Cinthia conta que chegou por volta de 6h50 na escola na segunda-feira, o dia do atentado. Após pegar o material na sala administrativa, foi ministrar uma aula para o 7º ano. Pouco depois, começou a ouvir um barulho alto vindo de fora. “Até pensei que fosse a dinâmica que algum professor estivesse utilizando, porque às vezes a gente faz rodas de conversa entre alunos e afasta as carteiras”, disse. “Mas o barulho não cessava não passava, estava continuando.”

Cinthia fechou a porta e foi correndo em direção às escadas. A professora explica que a escola tem dez salas de aula: cinco no andar de baixo, onde ela estava dando aula, e a mesma quantidade em cima, de onde vinham os gritos.

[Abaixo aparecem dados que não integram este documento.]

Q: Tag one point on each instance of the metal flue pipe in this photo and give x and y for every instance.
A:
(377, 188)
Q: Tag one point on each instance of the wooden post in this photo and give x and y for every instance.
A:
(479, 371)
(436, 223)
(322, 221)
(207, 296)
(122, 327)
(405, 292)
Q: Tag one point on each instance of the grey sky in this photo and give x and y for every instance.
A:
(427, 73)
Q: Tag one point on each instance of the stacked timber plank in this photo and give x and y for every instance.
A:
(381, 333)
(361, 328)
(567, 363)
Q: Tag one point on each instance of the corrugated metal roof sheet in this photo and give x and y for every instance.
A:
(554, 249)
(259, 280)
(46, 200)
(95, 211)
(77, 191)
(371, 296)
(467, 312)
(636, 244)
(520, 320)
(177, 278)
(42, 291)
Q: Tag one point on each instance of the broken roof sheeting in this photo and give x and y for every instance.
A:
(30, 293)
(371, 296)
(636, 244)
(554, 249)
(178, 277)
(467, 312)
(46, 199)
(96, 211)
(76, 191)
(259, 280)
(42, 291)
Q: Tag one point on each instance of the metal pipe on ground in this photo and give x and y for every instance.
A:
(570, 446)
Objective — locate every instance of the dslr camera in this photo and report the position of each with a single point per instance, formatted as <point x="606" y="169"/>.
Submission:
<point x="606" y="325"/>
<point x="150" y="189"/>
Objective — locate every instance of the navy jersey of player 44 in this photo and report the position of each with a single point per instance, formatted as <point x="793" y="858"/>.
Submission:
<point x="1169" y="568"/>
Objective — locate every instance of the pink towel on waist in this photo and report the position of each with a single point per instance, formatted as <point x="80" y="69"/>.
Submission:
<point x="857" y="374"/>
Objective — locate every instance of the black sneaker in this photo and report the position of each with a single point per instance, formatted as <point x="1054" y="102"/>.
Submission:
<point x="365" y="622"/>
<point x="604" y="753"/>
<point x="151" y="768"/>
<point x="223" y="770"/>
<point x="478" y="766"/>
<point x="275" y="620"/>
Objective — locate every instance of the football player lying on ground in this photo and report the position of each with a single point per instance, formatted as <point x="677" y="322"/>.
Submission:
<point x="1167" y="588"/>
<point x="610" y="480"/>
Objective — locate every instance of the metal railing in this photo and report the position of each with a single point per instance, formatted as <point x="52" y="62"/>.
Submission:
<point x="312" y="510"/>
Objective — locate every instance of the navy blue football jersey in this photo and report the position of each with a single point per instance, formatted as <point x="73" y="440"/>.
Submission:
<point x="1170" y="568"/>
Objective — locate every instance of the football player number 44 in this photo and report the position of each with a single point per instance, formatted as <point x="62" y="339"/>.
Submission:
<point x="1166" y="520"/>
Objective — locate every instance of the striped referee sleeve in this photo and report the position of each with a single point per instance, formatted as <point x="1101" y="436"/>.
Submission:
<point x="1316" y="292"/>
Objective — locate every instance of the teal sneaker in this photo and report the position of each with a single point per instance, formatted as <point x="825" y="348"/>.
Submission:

A professora diz que hesitou por alguns segundos, mas que ainda assim decidiu ir para onde tinham indicado que estava ocorrendo os ataques: na terceira sala do corredor. Segundo a polícia, o atentado teve início por lá – onde a professora Elisabeth Tenreiro foi assassinada -, depois o agressor teria se dirigido para uma segunda sala e, na sequência, voltado para o local onde tinha começado.

ALUNO

“Fui lá e, quando olhei de frente, vi a professora Elisabeth deitada no chão. E a Ana Célia estava com ele, que estava segurando a Ana Célia e esfaqueando a professora”, disse Cinthia. “Aí eu tentei parar, fui por trás e segurei ele. E aí minha coordenadora, Sandra Mendes, já entrou na sequência. Aí falei para ela: ‘Tira a faca, tira a faca, tira a faca’. Ela tirou a faca dele e abaixou a máscara. Retirou a touca e viu que era nosso aluno.”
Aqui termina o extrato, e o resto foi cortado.